Erano circa le 19:30 di ieri sera quando una volante è intervenuta presso la mensa per un giovane in evidente stato di ebbrezza e dal comportamento molesto. Una volta sul posto, gli agenti hanno immediatamente riconosciuto il 23enne marocchino come uno dei responsabili del colpo al supermercato, avvenuto intorno alle 19:00.

Secondo le testimonianze dell’addetto alla sicurezza e del direttore, due giovani nordafricani avevano fatto razzia di merce, spingendosi tra i clienti per fuggire. Durante la fuga, uno dei rapinatori aveva colpito al volto l’addetto alla sicurezza, mentre il 23enne aveva perso uno smanicato contenente una tessera del dormitorio di via Borgovico, che ha permesso di identificarlo.

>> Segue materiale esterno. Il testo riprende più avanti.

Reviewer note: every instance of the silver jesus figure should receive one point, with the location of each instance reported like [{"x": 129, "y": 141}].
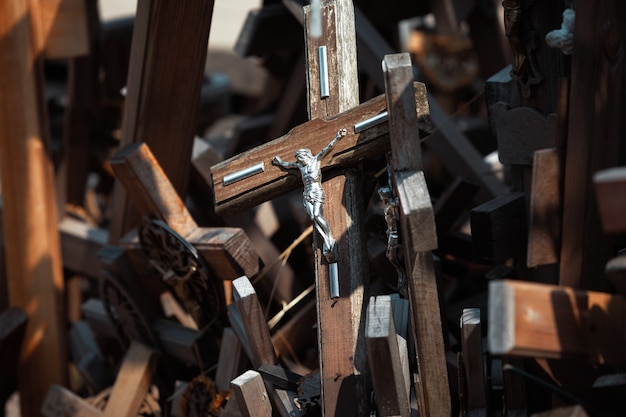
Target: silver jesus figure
[{"x": 313, "y": 194}]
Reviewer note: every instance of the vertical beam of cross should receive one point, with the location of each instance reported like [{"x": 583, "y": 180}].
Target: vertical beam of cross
[
  {"x": 30, "y": 218},
  {"x": 169, "y": 42},
  {"x": 419, "y": 236},
  {"x": 343, "y": 361}
]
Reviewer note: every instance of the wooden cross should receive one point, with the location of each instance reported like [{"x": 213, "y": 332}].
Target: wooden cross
[
  {"x": 419, "y": 236},
  {"x": 227, "y": 251},
  {"x": 343, "y": 362},
  {"x": 127, "y": 394}
]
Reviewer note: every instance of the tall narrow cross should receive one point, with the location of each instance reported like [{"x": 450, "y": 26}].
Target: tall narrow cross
[
  {"x": 250, "y": 178},
  {"x": 419, "y": 236}
]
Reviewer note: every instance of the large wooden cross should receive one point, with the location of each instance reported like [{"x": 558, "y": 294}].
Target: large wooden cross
[{"x": 250, "y": 178}]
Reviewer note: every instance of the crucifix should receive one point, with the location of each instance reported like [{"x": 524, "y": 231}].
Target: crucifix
[
  {"x": 191, "y": 259},
  {"x": 314, "y": 198},
  {"x": 251, "y": 178}
]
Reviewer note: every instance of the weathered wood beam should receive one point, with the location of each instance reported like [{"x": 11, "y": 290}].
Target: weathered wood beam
[
  {"x": 594, "y": 137},
  {"x": 419, "y": 237},
  {"x": 168, "y": 40},
  {"x": 30, "y": 217},
  {"x": 544, "y": 217},
  {"x": 354, "y": 147},
  {"x": 550, "y": 321},
  {"x": 385, "y": 359},
  {"x": 250, "y": 394}
]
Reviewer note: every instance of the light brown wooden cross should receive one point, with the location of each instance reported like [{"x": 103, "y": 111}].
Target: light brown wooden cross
[
  {"x": 227, "y": 251},
  {"x": 343, "y": 360}
]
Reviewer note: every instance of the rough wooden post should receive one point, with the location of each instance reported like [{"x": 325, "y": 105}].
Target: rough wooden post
[
  {"x": 594, "y": 136},
  {"x": 343, "y": 360},
  {"x": 33, "y": 255},
  {"x": 419, "y": 237},
  {"x": 169, "y": 42}
]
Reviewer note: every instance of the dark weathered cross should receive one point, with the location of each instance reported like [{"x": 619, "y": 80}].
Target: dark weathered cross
[{"x": 419, "y": 236}]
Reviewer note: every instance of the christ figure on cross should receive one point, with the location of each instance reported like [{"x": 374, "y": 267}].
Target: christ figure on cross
[{"x": 313, "y": 194}]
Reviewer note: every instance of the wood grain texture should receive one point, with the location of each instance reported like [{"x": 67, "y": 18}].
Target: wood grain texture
[
  {"x": 29, "y": 213},
  {"x": 569, "y": 411},
  {"x": 521, "y": 131},
  {"x": 420, "y": 237},
  {"x": 473, "y": 362},
  {"x": 251, "y": 395},
  {"x": 610, "y": 193},
  {"x": 132, "y": 382},
  {"x": 344, "y": 373},
  {"x": 254, "y": 323},
  {"x": 61, "y": 27},
  {"x": 385, "y": 359},
  {"x": 544, "y": 229},
  {"x": 594, "y": 135},
  {"x": 314, "y": 134},
  {"x": 80, "y": 244},
  {"x": 61, "y": 402},
  {"x": 230, "y": 363},
  {"x": 169, "y": 43},
  {"x": 150, "y": 190},
  {"x": 13, "y": 322},
  {"x": 550, "y": 321},
  {"x": 227, "y": 250},
  {"x": 450, "y": 145}
]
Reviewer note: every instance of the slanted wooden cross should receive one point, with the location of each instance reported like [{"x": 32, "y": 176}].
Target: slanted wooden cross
[{"x": 419, "y": 236}]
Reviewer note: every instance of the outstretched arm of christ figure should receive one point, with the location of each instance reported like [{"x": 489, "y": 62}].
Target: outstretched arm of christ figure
[{"x": 327, "y": 148}]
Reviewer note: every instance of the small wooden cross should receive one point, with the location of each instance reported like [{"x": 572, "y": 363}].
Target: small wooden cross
[
  {"x": 419, "y": 236},
  {"x": 226, "y": 251}
]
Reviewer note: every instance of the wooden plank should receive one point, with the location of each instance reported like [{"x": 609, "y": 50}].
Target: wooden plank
[
  {"x": 251, "y": 395},
  {"x": 61, "y": 27},
  {"x": 149, "y": 188},
  {"x": 82, "y": 114},
  {"x": 231, "y": 361},
  {"x": 12, "y": 330},
  {"x": 569, "y": 411},
  {"x": 596, "y": 62},
  {"x": 450, "y": 145},
  {"x": 30, "y": 219},
  {"x": 88, "y": 358},
  {"x": 168, "y": 40},
  {"x": 473, "y": 363},
  {"x": 498, "y": 227},
  {"x": 132, "y": 382},
  {"x": 254, "y": 322},
  {"x": 61, "y": 402},
  {"x": 80, "y": 244},
  {"x": 228, "y": 251},
  {"x": 550, "y": 321},
  {"x": 345, "y": 381},
  {"x": 314, "y": 134},
  {"x": 385, "y": 360},
  {"x": 610, "y": 192},
  {"x": 522, "y": 131},
  {"x": 257, "y": 337},
  {"x": 419, "y": 237},
  {"x": 544, "y": 229}
]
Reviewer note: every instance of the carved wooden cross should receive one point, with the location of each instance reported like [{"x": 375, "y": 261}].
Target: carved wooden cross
[
  {"x": 250, "y": 178},
  {"x": 177, "y": 243}
]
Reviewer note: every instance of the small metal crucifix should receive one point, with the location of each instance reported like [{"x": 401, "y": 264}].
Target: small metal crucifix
[{"x": 313, "y": 198}]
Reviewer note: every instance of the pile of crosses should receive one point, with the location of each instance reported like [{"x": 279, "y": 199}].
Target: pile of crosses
[{"x": 345, "y": 245}]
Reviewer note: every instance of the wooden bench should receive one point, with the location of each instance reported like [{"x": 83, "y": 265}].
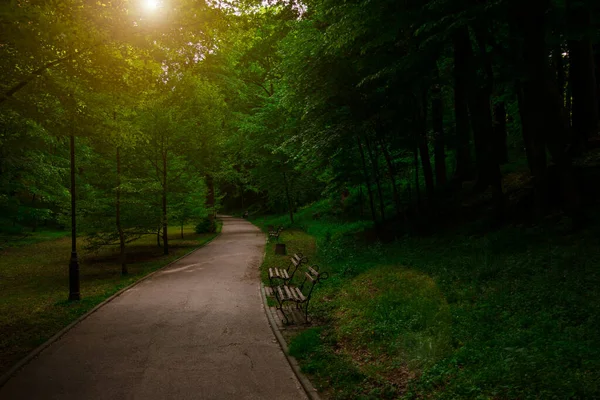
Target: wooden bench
[
  {"x": 286, "y": 274},
  {"x": 300, "y": 295},
  {"x": 274, "y": 233}
]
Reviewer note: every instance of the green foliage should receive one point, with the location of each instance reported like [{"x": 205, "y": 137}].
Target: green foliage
[
  {"x": 510, "y": 314},
  {"x": 206, "y": 225}
]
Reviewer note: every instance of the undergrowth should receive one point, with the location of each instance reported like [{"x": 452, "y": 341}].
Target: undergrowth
[{"x": 509, "y": 314}]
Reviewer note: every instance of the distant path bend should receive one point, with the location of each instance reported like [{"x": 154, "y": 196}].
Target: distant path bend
[{"x": 195, "y": 330}]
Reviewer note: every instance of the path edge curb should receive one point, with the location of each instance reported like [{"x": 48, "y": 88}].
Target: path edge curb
[
  {"x": 308, "y": 387},
  {"x": 34, "y": 353}
]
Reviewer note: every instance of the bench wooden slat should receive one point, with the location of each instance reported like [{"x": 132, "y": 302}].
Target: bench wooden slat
[
  {"x": 281, "y": 297},
  {"x": 309, "y": 277},
  {"x": 289, "y": 292},
  {"x": 300, "y": 294}
]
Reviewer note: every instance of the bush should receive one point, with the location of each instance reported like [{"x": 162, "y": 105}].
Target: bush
[{"x": 206, "y": 225}]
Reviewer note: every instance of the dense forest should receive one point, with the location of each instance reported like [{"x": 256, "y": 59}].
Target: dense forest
[
  {"x": 417, "y": 116},
  {"x": 389, "y": 107}
]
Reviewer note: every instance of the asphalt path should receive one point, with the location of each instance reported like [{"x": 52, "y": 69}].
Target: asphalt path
[{"x": 195, "y": 330}]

Portato in questura, è emerso che il giovane aveva precedenti e risultava destinatario di un foglio di via da Bergamo. Inoltre, era stato recentemente liberato dal CPR albanese di Gjader dopo aver richiesto protezione internazionale. Nelle sue tasche è stata trovata anche una modesta quantità di hashish.

Il 23enne è stato denunciato in stato di libertà per rapina impropria in concorso, sanzionato per ubriachezza molesta e possesso di sostanze stupefacenti, e rinviato all’ufficio immigrazione per la definizione della sua posizione amministrativa in Italia.

Le indagini proseguono per risalire all’identità del complice che ha partecipato alla rapina.